Vers une culture locale de fleurs pour répondre à la demande croissante pour des aliments aux arômes floraux

Par Lilian Schaer

Vineland – En pensant aux différents aliments cultivés localement, les fleurs ne viennent généralement pas à l’esprit des Ontariens, mais cela pourrait être appelé à changer prochainement.

Les chefs professionnels les utilisent depuis des années, et les chercheurs du Vineland Research and Innovation Centre (Vineland) ont récemment fait équipe avec l’entreprise Freeman Herbs de Beamsville pour examiner les préférences des consommateurs en ce qui concerne les fleurs comestibles.

« Les fleurs comestibles servent principalement de garniture, surtout dans les salades, mais elles sont également utilisées dans les raviolis, les sushis ou les produits de boulangerie », explique Alexandra Grygorczyk, chercheuse de l’équipe de recherche sur les tendances de consommation au Vineland. « La consommation de fleurs fait partie de traditions culinaires dans diverses cultures, mais elle devient de plus en plus courante à mesure que la culture gourmande gagne en popularité. »

Quelques années passées, Mme Grygorczyk a mené des recherches sur les préférences des consommateurs pour les plantes comestibles comme les fraises, les framboises et les groseilles.
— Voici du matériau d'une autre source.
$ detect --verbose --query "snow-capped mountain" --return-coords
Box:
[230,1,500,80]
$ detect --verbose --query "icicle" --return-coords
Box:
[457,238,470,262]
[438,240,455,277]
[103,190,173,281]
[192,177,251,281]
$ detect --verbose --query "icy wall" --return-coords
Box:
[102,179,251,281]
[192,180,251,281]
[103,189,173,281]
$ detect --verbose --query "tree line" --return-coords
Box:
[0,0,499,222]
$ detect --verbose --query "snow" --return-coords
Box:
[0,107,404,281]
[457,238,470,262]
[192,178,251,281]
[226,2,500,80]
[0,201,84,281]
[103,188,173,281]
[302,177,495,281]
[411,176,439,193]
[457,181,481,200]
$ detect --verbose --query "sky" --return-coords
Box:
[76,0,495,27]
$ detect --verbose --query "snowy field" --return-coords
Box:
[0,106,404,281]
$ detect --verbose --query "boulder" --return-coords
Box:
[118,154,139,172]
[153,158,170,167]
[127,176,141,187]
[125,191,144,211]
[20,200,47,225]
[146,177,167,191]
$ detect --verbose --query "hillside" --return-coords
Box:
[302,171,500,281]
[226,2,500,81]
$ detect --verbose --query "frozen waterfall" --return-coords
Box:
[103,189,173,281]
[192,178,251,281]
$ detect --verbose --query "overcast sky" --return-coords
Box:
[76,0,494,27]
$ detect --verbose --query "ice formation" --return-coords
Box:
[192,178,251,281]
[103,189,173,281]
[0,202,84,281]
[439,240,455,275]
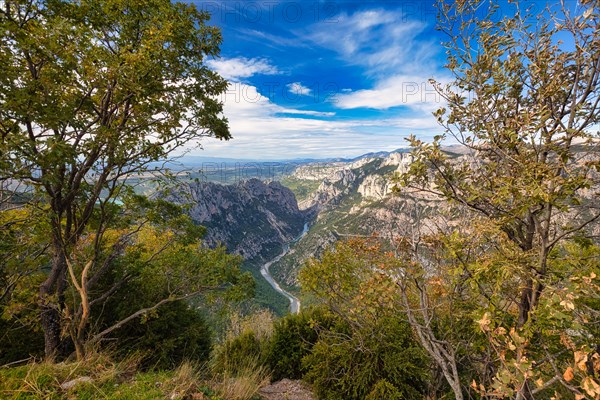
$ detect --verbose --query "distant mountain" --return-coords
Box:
[169,179,307,262]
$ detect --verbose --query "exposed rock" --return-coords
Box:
[259,379,316,400]
[168,179,306,260]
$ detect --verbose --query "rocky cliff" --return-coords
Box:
[170,179,306,261]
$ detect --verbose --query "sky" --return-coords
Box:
[185,0,524,160]
[176,0,446,160]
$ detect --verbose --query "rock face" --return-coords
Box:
[169,179,306,261]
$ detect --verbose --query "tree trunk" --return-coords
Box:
[39,240,66,360]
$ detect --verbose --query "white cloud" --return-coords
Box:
[305,9,437,74]
[190,83,439,160]
[336,75,444,111]
[206,57,280,80]
[285,82,312,96]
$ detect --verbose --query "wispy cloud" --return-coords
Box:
[285,82,312,96]
[336,75,443,111]
[308,9,435,74]
[206,57,280,80]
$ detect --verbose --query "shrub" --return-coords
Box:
[267,308,334,380]
[365,379,402,400]
[113,301,212,369]
[304,317,429,400]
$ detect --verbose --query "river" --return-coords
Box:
[260,222,308,314]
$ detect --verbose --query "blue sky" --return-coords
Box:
[192,0,448,160]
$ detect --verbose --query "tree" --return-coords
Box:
[0,0,230,357]
[299,238,429,399]
[399,0,600,399]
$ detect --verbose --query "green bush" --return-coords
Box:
[365,379,402,400]
[304,317,429,400]
[268,308,334,380]
[110,301,212,369]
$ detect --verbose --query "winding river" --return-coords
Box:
[260,222,308,314]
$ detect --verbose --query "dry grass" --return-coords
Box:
[214,362,271,400]
[164,361,200,399]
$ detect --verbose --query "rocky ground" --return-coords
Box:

Ces recherches portaient également sur quelques variétés de fleurs comestibles. Plus d’un tiers des répondants ont indiqué qu’ils préféreraient acheter des fleurs comestibles pour leur jardin plutôt que des plantes traditionnelles comme les fraises et les framboises.

C’est ce qui a donné lieu à l’établissement d’un partenariat avec Freeman Herbs ainsi qu’à la réalisation d’essais de production de plus de 25 variétés de fleurs comestibles pour éliminer celles qui ne présentent pas les bons critères de croissance, comme une floraison tardive, une faible production de fleurs ou une taille trop grande. Selon Mme Grygorczyk, les variétés de fleurs comestibles idéales sont compactes, faciles à cultiver et uniformes.

Dix plantes ont été sélectionnées pour une évaluation plus approfondie par le panel sensoriel du Vineland et plus de 200 consommateurs de la région du Grand Toronto.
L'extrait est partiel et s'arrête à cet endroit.